Selfiee review: Does a small-town traffic cop, Om Prakash Agarwal (Emraan Hashmi), taking on a megastar, Vijay Kumar (Akshay Kumar), over a driver’s licence seem like an overstretch? Maybe. But the punchlines and performances in the remake of 2019 Malayalam film, Driving Licence, may make you overlook the feeble premise. A nod to Akshay’s stardom, with a movie called Don’t Angry Me, references to the scores of projects he does each year, being called a producer’s actor, and even his ‘jabde wali smile’ are delightful to watch. But Emraan’s turn as a super fan-turned-nemesis is equally noteworthy. He has a tight grip on his role, as he firmly maintains the middle-class and humble man act even when doing heroic things. One downside, though, is his Bhopali accent dropping intermittently.

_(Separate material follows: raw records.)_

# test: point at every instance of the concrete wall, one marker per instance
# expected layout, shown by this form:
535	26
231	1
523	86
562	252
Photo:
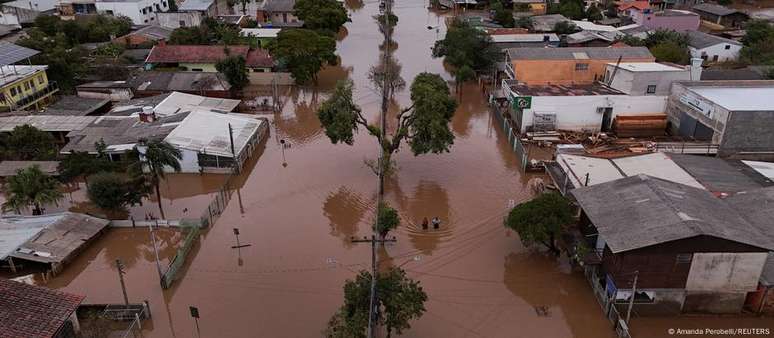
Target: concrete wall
748	132
563	71
579	113
679	23
636	83
725	272
173	19
133	10
719	50
713	302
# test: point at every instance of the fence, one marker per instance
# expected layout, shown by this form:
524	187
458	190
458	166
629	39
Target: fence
607	303
177	262
513	135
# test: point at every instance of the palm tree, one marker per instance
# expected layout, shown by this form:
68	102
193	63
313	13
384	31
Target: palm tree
158	155
31	187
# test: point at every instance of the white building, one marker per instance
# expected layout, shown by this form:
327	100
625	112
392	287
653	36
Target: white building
141	12
586	107
712	48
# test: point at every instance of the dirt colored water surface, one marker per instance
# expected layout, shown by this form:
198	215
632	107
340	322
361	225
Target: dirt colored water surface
298	219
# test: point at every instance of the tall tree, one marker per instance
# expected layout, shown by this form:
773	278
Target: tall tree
304	52
399	300
27	143
541	219
31	187
235	70
424	124
157	156
465	45
321	15
112	192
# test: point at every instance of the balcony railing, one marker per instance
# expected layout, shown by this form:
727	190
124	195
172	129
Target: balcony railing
35	96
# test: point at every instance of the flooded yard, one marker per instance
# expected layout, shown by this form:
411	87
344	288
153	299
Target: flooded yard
297	207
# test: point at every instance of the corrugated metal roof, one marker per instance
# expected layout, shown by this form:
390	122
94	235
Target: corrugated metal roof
11	53
208	133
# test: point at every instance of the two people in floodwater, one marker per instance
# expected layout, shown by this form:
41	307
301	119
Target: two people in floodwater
436	223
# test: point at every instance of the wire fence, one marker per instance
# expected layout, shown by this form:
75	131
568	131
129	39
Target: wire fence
608	304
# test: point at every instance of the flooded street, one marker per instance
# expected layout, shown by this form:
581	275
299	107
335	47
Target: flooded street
298	220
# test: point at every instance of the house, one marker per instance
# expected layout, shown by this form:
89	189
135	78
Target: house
670	19
712	48
720	15
721	177
589	107
214	142
144	37
278	13
49	241
734	115
591	39
536	7
506	41
34	311
141	12
546	23
152	83
648	78
22	86
111	90
579	65
689	251
203	58
262	35
205	8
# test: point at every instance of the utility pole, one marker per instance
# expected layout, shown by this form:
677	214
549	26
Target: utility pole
387	5
121	273
631	300
156	252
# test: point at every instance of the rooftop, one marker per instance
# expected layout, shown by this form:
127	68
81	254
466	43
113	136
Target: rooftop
154	32
260	32
46	122
60	239
179	81
579	53
564	90
195	5
279	5
641	211
11	53
13	73
647	67
738	98
207	132
9	168
33	311
701	40
71	105
164	53
714	9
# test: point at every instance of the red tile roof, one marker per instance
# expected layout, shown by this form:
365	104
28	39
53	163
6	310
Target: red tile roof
164	53
624	5
32	311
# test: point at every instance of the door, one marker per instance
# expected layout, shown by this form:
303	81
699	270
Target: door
607	118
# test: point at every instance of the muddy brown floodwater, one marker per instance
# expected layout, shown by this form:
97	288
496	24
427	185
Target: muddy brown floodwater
298	219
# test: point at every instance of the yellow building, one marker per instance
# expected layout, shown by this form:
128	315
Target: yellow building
23	87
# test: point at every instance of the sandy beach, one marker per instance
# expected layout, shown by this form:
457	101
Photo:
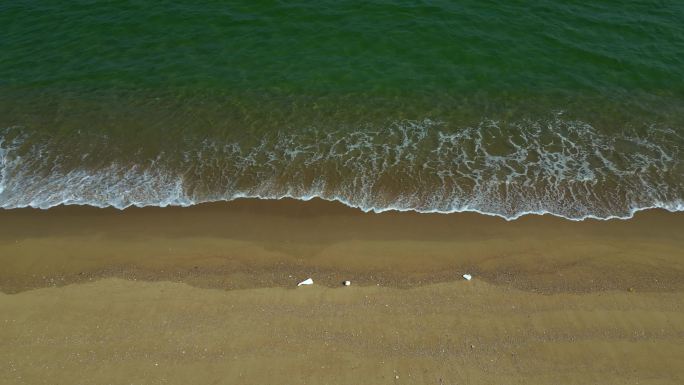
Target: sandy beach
208	294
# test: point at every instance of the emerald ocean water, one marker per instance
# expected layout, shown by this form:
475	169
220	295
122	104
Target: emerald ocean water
505	108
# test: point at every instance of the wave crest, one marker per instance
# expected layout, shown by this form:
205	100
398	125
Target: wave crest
562	167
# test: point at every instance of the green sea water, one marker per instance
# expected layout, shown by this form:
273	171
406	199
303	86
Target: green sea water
573	108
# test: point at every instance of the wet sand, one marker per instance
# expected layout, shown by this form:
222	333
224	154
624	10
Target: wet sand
208	294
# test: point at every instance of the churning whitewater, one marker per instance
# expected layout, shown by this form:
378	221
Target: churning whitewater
562	167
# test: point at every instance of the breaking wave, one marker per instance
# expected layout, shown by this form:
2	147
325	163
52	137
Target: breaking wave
555	166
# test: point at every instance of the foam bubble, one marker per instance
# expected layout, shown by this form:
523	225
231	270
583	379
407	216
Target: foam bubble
554	166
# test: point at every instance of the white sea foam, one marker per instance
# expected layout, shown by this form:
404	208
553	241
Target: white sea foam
559	167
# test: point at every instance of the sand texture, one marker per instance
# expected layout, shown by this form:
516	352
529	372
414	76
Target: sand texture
207	295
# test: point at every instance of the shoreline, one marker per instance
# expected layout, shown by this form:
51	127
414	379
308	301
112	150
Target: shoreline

Director Raj Mehta, who reunites with Akshay after Good Newwz, handles the movie’s first half adeptly, keeps it entertaining and breezy, and peppers it with hilarious one-liners that the actor delivers effortlessly. However, the second half, which centers around the face-off between the two heroes, is not as high on humour. It’s watchable, nevertheless, even if the parts that revolve around the licence test are a bit stretched. The outing also takes a dig at the trial by media phenomenon and the #BoycottBollywood movement. But, depicting instances of loud electronic media coverages is becoming repetitive and stale in our movies.
While the main leads shine, Abhimanyu Singh as a fading superstar Suraj and Meghna Malik as the starstruck corporator, Kamla Tiwari, are more than impressive. Abhimanyu is hilarious as Vijay’s erstwhile roomie and someone now stuck spewing cringe-worthy lines for shady films and ads. After a couple of instances, though, his parts seem forced. Social media influencer Kusha Kapila, in a cameo as a tarot card reader, does a good job. But Meghna stands out, especially with her impeccable comic timing in scenes with Akshay. Diana Penty as Vijay’s , Naina, doesn’t have much of a role to play here but whatever capacity she can plays the classy and supportive wife does well. Nushratt Bharuccha, who is familiar with the comedy genre, manages to pull off the act of a young Bhopali woman and Om Prakash’s better half, Minty, well.
Anu Mailik and Tanishk Bagchi’s ‘Main Khiladi’ redux is dance-worthy, and Lijo George-DJ Chetas’s title track, as well as Vikram Montrose’s ‘Sher,’ are pumped up.
Overall, Selfiee is an easy-breezy watch, with some good performances and several laugh-out-loud moments. If you’re looking for a rib-tickling comedy over the weekend, this one could be a good pick.